Xiaomi Redmi K30 Pro e Huawei P40. Sfida ai tempi del Coronavirus

Xiaomi Redmi K30 Pro e Huawei P40. Sfida ai tempi del Coronavirus
Fonte Immagine: Gizchina.it

Il vicepresidente e General Manager di Xiaomi, Lu Weibing, ha parlato, dopo la presentazione dei due nuovi modelli Redmi K30 Pro e Redmi K30 Pro Zoom, della situazione Coronavirus, della loro rivalità con Huawei e dell’evoluzione del bran Redmi che ricordiamo essere, almeno in passato, la fascia low-cost Xiaomi.

Il ban USA subito da Huawei, la rivalità tra i due colossi cinesi ed il nuovo virus che sta sconvolgendo l’intero pianeta, portano ad alcune importanti riflessioni sul futuro non solo delle due case, ma dell’intero mercato smartphone che, nel mese di Febbraio, ha registrato un calo del 38%

Huawei e Xiaomi: cosa accade in Cina

La chiusura di diversi impianti, ma soprattutto degli store fisici, presenti anche in diverse parti del mondo, tra cui l’Italia, ha fatto registrare inevitabilmente un calo sul fatturato, ma il supporto logistico del governo cinese ha garantito, in ogni caso, un’ottima distribuzione dei prodotti, per non giungere ad un totale tracollo.

Gli store digitali sono stati l’ancora di salvezza per l’intero mercato smartphone, nonostante il calo fisiologico.

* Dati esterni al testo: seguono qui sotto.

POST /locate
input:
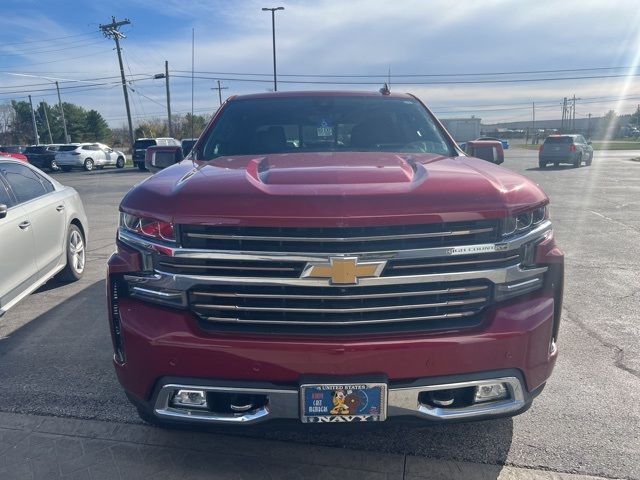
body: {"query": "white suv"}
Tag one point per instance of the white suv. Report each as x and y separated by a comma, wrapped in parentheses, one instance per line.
(88, 156)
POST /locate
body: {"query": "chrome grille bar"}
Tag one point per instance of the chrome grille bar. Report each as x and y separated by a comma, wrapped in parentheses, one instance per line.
(345, 322)
(275, 308)
(341, 297)
(450, 233)
(452, 263)
(225, 267)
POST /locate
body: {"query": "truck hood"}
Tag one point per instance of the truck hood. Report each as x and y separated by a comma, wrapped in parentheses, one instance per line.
(332, 189)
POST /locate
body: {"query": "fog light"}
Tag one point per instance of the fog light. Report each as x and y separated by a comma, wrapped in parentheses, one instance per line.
(490, 392)
(190, 399)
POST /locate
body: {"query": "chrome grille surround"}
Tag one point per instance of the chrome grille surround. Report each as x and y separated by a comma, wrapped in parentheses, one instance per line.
(420, 288)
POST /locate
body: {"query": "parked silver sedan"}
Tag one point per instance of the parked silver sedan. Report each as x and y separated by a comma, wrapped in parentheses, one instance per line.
(43, 231)
(88, 156)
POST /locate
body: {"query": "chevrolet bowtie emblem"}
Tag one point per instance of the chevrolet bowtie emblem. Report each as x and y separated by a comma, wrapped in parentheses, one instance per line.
(343, 270)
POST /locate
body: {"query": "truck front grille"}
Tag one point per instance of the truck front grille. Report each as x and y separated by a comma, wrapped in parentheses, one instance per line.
(347, 240)
(293, 269)
(427, 305)
(249, 278)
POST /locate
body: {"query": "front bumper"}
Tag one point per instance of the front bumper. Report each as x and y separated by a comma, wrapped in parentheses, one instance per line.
(67, 161)
(283, 403)
(175, 351)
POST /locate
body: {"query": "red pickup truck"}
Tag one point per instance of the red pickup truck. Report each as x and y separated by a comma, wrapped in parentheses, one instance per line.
(332, 257)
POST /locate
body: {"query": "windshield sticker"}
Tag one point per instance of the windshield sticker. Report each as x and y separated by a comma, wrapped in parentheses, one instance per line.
(324, 129)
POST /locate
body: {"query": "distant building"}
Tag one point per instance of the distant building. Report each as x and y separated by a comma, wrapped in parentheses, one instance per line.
(462, 129)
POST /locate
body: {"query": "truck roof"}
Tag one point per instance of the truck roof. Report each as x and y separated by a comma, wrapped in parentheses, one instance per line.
(319, 93)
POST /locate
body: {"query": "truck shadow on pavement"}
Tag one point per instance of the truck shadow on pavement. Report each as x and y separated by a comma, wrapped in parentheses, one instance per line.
(551, 168)
(62, 359)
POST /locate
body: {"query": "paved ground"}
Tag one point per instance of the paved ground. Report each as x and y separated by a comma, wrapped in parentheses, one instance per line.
(55, 354)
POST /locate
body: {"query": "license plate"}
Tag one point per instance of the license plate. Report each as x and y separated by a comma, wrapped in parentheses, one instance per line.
(358, 402)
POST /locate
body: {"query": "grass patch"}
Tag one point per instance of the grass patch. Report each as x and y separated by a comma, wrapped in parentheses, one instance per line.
(598, 146)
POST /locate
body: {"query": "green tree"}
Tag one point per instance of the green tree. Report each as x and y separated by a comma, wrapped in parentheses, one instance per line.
(96, 127)
(21, 125)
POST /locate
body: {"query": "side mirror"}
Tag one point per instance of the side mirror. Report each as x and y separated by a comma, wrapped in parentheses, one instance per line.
(160, 157)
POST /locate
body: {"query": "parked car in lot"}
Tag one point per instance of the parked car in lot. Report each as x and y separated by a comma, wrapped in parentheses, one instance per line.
(42, 156)
(505, 143)
(572, 149)
(162, 156)
(88, 156)
(187, 144)
(140, 147)
(13, 148)
(333, 257)
(43, 231)
(17, 156)
(489, 150)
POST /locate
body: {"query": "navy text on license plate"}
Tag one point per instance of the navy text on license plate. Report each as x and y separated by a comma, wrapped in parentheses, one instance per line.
(343, 403)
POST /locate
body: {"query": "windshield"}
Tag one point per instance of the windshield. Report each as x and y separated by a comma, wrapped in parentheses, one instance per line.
(320, 124)
(67, 148)
(39, 149)
(559, 140)
(140, 144)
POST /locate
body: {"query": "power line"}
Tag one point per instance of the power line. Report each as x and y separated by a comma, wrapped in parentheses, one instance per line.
(54, 61)
(39, 52)
(386, 75)
(437, 82)
(50, 39)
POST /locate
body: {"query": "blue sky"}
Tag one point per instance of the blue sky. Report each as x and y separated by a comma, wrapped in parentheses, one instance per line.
(60, 40)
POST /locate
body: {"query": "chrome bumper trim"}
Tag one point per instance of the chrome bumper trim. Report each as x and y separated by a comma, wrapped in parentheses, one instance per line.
(499, 275)
(285, 403)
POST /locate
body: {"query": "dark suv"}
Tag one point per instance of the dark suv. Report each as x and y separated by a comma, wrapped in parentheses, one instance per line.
(557, 149)
(140, 148)
(42, 156)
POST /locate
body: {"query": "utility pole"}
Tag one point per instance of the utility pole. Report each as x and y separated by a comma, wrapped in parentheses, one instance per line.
(111, 30)
(64, 122)
(273, 35)
(219, 88)
(33, 123)
(46, 119)
(193, 56)
(533, 124)
(166, 76)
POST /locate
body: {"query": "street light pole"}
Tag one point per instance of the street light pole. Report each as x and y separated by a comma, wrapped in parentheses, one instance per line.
(273, 34)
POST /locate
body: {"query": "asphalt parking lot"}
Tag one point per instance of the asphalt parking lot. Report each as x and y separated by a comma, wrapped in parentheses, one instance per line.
(55, 350)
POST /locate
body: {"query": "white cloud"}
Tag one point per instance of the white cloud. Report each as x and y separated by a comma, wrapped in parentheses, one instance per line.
(367, 37)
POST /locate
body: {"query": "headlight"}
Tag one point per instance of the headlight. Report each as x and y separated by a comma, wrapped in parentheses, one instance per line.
(524, 221)
(148, 227)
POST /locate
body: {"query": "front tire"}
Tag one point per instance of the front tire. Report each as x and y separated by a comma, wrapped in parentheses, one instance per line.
(76, 255)
(578, 161)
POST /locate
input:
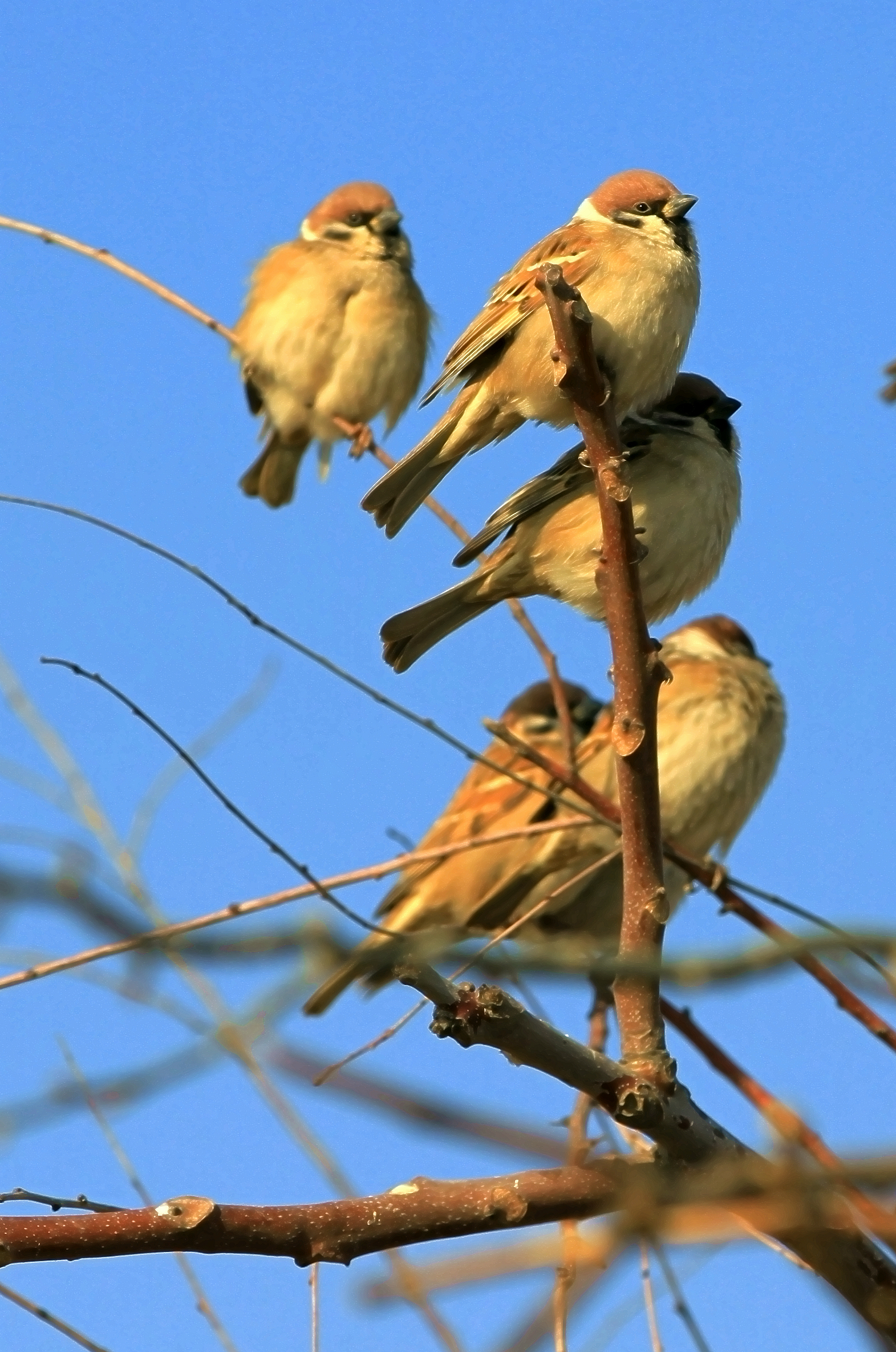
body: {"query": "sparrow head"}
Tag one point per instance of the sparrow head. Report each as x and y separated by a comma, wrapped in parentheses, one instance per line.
(695, 396)
(644, 200)
(364, 220)
(534, 711)
(711, 637)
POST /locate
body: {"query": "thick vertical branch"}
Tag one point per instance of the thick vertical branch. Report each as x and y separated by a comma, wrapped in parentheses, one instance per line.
(637, 675)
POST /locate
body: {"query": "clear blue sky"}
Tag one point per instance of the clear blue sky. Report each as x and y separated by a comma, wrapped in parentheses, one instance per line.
(188, 140)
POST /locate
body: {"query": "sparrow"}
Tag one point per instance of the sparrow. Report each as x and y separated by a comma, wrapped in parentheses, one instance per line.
(682, 463)
(485, 802)
(719, 737)
(633, 256)
(334, 331)
(719, 730)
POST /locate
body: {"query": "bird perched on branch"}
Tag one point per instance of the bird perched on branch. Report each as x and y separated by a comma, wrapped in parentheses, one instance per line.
(682, 462)
(633, 256)
(719, 732)
(334, 331)
(485, 802)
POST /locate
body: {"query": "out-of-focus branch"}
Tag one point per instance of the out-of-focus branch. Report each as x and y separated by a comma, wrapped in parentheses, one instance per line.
(684, 1134)
(591, 1247)
(427, 725)
(783, 1119)
(712, 878)
(50, 1320)
(637, 675)
(275, 847)
(188, 1273)
(217, 732)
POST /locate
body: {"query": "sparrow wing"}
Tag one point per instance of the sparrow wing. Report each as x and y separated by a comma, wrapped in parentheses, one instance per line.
(253, 394)
(484, 802)
(537, 865)
(515, 297)
(567, 476)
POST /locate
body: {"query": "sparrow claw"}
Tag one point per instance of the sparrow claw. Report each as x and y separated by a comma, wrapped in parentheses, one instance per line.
(361, 436)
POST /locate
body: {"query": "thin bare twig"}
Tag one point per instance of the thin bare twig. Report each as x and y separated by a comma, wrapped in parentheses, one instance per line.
(646, 1288)
(228, 1032)
(679, 1302)
(203, 1304)
(415, 970)
(56, 1204)
(164, 933)
(314, 1282)
(222, 798)
(783, 1119)
(103, 256)
(38, 1310)
(217, 732)
(257, 622)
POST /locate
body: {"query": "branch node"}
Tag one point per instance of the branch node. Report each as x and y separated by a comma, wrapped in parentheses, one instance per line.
(627, 735)
(185, 1213)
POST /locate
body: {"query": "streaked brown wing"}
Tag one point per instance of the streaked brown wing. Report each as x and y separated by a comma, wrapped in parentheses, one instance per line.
(515, 297)
(484, 802)
(567, 476)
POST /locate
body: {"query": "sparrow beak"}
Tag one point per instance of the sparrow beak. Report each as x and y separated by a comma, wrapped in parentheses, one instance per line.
(386, 224)
(679, 206)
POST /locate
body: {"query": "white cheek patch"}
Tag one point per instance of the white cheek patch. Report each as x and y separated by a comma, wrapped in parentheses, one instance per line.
(587, 211)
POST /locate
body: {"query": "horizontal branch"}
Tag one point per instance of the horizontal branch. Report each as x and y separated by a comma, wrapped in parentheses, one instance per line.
(489, 1017)
(325, 1232)
(802, 1208)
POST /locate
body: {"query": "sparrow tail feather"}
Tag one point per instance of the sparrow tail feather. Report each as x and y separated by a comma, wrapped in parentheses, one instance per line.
(395, 498)
(412, 632)
(273, 476)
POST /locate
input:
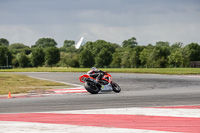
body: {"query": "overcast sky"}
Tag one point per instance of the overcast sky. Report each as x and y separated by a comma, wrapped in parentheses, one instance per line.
(25, 21)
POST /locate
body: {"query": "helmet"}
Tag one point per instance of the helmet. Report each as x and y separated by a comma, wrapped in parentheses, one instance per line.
(93, 68)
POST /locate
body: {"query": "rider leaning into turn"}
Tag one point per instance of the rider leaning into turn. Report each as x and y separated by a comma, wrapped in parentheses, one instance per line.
(95, 73)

A subire di più il danno è stata certamente Huawei che, complice l’embargo da parte degli Stati Uniti, avendo dunque un mercato in meno verso cui dirigere i propri prodotti, ha visto Xiaomi in sorpasso. Attualmente Xiaomi occupa il terzo posto delle vendite globali, dietro ad Apple e Samsung.

Lu Weibing ci tiene a precisare che l’impatto del Coronavirus non sarà limitato soltanto a questo periodo, ma crede che durerà per tutto il 2020, andando però a far perdere complessivamente circa il 5% (chiaramente non il 38% del mese di Febbraio)

Xiaomi Redmi K30 Pro Huawei P40 ed il Coronavirus

Il vicepresidente Xiaomi poi si sofferma sulla loro rivalità con Huawei, spendendo però parole di elogio per il concorrente, non solo per la qualità dei loro prodotti, come il nuovo Huawei P40, ma per la capacità di affrontare una doppia sfida (ricordiamo il ban USA ancora una volta).

Inoltre analizza l’andamento del marchio Redmi che, da semplice etichetta low-cost Xiaomi, sta pian piano acquisendo punti, portandosi in una fascia media. È il caso di Xiaomi Redmi Note 8, soprattutto nella sua variante Xiaomi Redmi Note 8 Pro, uno smartphone di tutto rispetto ad un prezzo estremamente competitivo.

Xiaomi, come fece a suo tempo Huawei, sta portando ad un livello sempre più elevato i propri smartphone, anche con quei marchi originariamente low-cost, rispettivamente Redmi ed Honor.

Basti pensare a Redmi K30 e Redmi K30 Pro presentati il 24 Marzo in Cina e che avranno probabilmente le seguenti caratteristiche

  • SoC: Snapdragon 865
  • RAM: 6/8 GB
  • Memoria interna: 128/256 GB
  • Display: AMOLED da 6,67 Full-HD+ refresh rate a 60Hz
  • Fotocamera anteriore: 20 MP pop-up
  • Fotocamera posteriore: 64 MP + 13 MP + 2 MP + 5 MP (K30 Pro) | 64 MP + 8 MP (teleobiettivo) + 13 MP + 2 MP (K30 Pro Zoom)
  • Batteria: 4.700 mAh
  • Connettività: 5G SA/NSA, VoLTE, Dual SIM, Bluetooth 5.1, WiFi 6, USB-C, NFC, GPS doppia frequenza, sensore IR, jack audio da 3,5 mm
  • Software: Android 10 con MIUI 11

Qualcosa che a stento rientra nella fascia media, economicamente parlando, eppure Xiaomi ci sta riuscendo.